Call once the entire input sequence has been fed to operator(). This function ensures that the sequence did not end with a partial code point and flushes any remaining output.

Template Parameters:

OutputIterator – An output iterator type to which values of type transcoder::output_type can be written.

Parameters:

dest – An output iterator to which the output sequence is written.

Returns:

Iterator one past the last element assigned.

constexpr bool well_formed() const noexcept#

Indicates whether the input was well formed

Returns:

True if the input was well formed.

constexpr bool partial() const noexcept#

Indicates whether a “partial” code point has been passed to operator().

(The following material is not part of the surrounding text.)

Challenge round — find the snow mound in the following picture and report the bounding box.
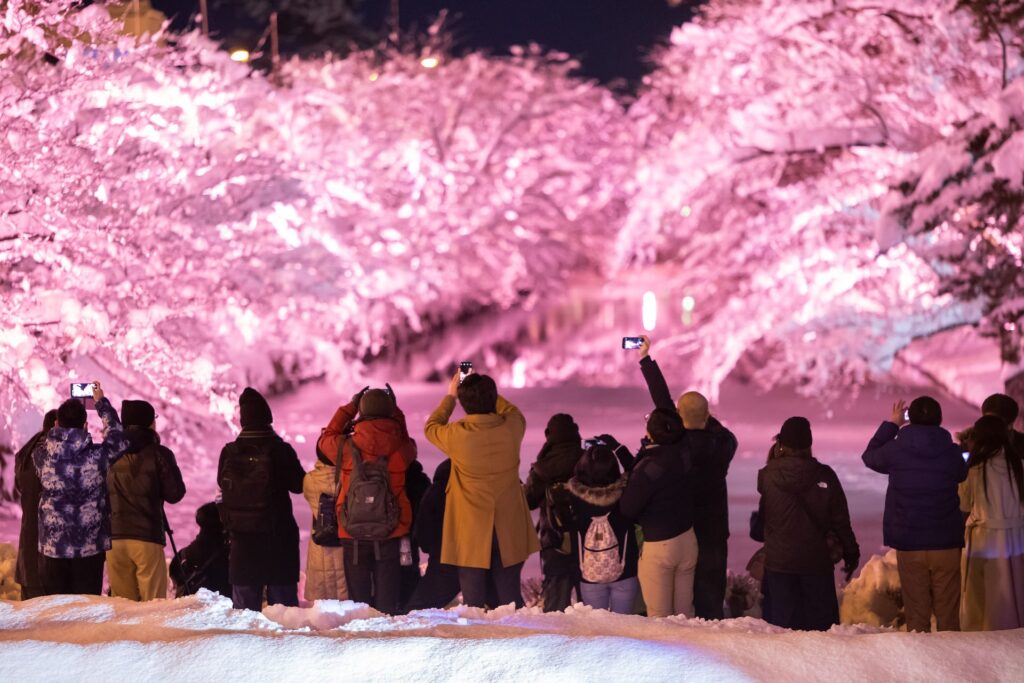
[6,591,1024,683]
[840,550,903,628]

If true, one or more code units are required to build the complete code point.

Returns:

True if a partial code-point has been passed to operator() and false otherwise.

Byte Encoder Detected Encoding#

The “byte transcoder” implements an extension to the standard transcoder API by providing a member function that will return its determination of the encoding of the input stream.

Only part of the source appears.